Grumach et al. (2005) reported a large consanguineous Brazilian family in which 3 individuals had complete factor I deficiency and 16 individuals had partial factor I deficiency. Those with complete deficiency had recurrent respiratory infections, skin infections, and meningitis; 1 died from sepsis. All had low serum C3, low factor H, and undetectable factor I activity. Among those with partial factor I deficiency, 10 presented with recurrent infections such as tonsillitis, pneumonia, urinary tract infections, otitis, and meningitis. One each presented with chronic arthritis and rheumatic fever, suggesting autoimmune involvement. Only 2 individuals with partial deficiency did not have recurrent infections. The authors noted that factor I deficiency partially impairs the clearance of immune complexes by phagocytes, increasing the risk for the development of immune complex-mediated diseases. Grumach et al. (2005) concluded that individuals with partial factor I deficiency are also at increased risk for infection and autoimmune disorders and recommended prophylactic treatment with vaccination against encapsulated bacteria and antibiotics.
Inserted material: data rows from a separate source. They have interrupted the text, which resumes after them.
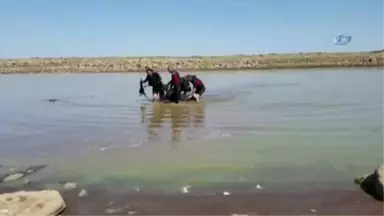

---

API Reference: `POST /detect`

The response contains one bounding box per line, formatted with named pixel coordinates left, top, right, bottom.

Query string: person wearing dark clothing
left=142, top=67, right=164, bottom=100
left=180, top=77, right=192, bottom=94
left=187, top=75, right=205, bottom=101
left=168, top=68, right=181, bottom=103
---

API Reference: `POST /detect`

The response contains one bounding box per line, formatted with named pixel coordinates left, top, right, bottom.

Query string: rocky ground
left=0, top=166, right=384, bottom=216
left=0, top=50, right=384, bottom=74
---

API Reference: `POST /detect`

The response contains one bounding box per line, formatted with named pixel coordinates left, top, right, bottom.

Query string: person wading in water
left=168, top=67, right=181, bottom=103
left=142, top=66, right=164, bottom=101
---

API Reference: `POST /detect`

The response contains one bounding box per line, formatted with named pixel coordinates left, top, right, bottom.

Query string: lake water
left=0, top=68, right=384, bottom=192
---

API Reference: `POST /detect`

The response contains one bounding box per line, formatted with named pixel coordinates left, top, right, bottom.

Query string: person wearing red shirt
left=187, top=75, right=205, bottom=101
left=168, top=67, right=181, bottom=103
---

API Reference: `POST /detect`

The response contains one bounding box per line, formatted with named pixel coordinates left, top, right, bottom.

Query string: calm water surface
left=0, top=69, right=384, bottom=192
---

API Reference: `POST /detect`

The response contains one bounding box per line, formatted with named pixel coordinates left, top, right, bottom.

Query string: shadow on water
left=141, top=102, right=205, bottom=144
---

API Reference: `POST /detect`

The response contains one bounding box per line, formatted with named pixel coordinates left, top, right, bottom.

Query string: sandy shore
left=0, top=50, right=384, bottom=73
left=0, top=185, right=384, bottom=216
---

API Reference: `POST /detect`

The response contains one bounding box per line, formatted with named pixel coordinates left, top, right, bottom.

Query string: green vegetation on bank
left=0, top=50, right=384, bottom=73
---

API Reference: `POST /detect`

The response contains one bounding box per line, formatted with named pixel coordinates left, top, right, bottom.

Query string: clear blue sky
left=0, top=0, right=384, bottom=58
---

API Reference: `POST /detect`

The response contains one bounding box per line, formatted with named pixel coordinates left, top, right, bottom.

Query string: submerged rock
left=355, top=164, right=384, bottom=201
left=0, top=190, right=66, bottom=216
left=0, top=165, right=47, bottom=183
left=2, top=173, right=24, bottom=182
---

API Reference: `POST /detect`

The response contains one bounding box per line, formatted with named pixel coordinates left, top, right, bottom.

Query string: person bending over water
left=187, top=75, right=205, bottom=101
left=142, top=67, right=164, bottom=100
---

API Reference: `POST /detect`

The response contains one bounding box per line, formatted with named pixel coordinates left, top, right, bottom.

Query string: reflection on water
left=140, top=103, right=205, bottom=141
left=0, top=69, right=384, bottom=191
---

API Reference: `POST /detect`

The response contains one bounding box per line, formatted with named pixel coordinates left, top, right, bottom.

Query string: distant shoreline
left=0, top=50, right=384, bottom=74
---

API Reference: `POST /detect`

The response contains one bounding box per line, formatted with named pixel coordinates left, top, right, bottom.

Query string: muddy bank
left=0, top=50, right=384, bottom=73
left=0, top=185, right=384, bottom=216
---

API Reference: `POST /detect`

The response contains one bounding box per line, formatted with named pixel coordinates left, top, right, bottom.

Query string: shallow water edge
left=0, top=51, right=384, bottom=74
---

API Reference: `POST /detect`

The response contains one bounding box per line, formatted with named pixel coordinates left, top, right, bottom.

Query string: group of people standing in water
left=141, top=67, right=205, bottom=103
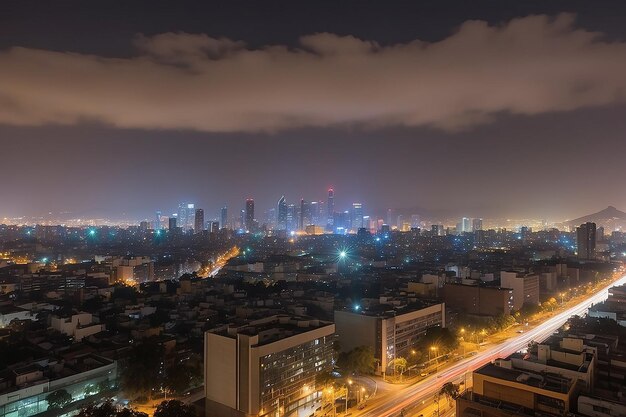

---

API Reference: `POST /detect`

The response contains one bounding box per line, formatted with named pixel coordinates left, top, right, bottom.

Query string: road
left=352, top=275, right=626, bottom=417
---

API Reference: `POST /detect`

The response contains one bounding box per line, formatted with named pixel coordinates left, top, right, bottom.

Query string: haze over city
left=6, top=0, right=626, bottom=417
left=0, top=1, right=626, bottom=222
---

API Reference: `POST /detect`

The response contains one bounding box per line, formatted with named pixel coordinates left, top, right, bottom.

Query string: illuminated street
left=352, top=276, right=626, bottom=417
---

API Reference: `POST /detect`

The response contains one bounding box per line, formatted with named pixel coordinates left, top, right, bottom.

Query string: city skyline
left=0, top=1, right=626, bottom=221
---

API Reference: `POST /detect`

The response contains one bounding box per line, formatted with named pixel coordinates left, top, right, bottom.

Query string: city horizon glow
left=0, top=1, right=626, bottom=222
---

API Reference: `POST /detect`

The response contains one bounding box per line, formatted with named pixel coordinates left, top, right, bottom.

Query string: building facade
left=335, top=303, right=446, bottom=373
left=204, top=316, right=335, bottom=417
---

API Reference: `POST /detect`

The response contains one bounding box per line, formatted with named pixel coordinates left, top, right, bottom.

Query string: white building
left=335, top=303, right=446, bottom=373
left=500, top=271, right=539, bottom=310
left=50, top=313, right=104, bottom=342
left=204, top=315, right=335, bottom=417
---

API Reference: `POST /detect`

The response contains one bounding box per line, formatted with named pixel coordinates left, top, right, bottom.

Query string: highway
left=352, top=275, right=626, bottom=417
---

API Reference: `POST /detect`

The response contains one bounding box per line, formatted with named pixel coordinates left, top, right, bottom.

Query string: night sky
left=0, top=0, right=626, bottom=220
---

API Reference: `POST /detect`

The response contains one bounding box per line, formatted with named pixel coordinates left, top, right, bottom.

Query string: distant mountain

Servais et al. (2007) described a unique form of glomerulonephritis characterized by isolated mesangial C3 deposits without dense intramembranous deposits or mesangial proliferation, which the authors termed 'glomerulonephritis C3.' Heterozygous mutations in complement regulatory genes were identified in 4 of 6 unrelated patients with glomerulonephritis C3, including 2 patients each with mutations in the CFH (see, e.g., 134370.0017) and CFI (see, e.g., 217030.0007) genes, respectively. The findings indicated that dysregulation of the complement alternative pathway is associated with a wide spectrum of diseases ranging from HUS atypical hemolytic-uremic syndrome (aHUS; 235400) to glomerulonephritis with C3 deposits.
Molecular GeneticsIn 2 sibs with complement factor I deficiency reported by Vyse et al. (1994), Vyse et al. (1996) identified a homozygous mutation in the CFI gene (217030.0001). Vyse et al. (1996) also determined that the patient originally reported by Thompson and Lachmann (1977) was compound heterozygous for 2 mutations in the CFI gene (217030.0001; 217030.0002).
In 2 Brazilian sisters with complement factor I deficiency, Baracho et al. (2003) identified a homozygous mutation in the CFI gene (217030.0003).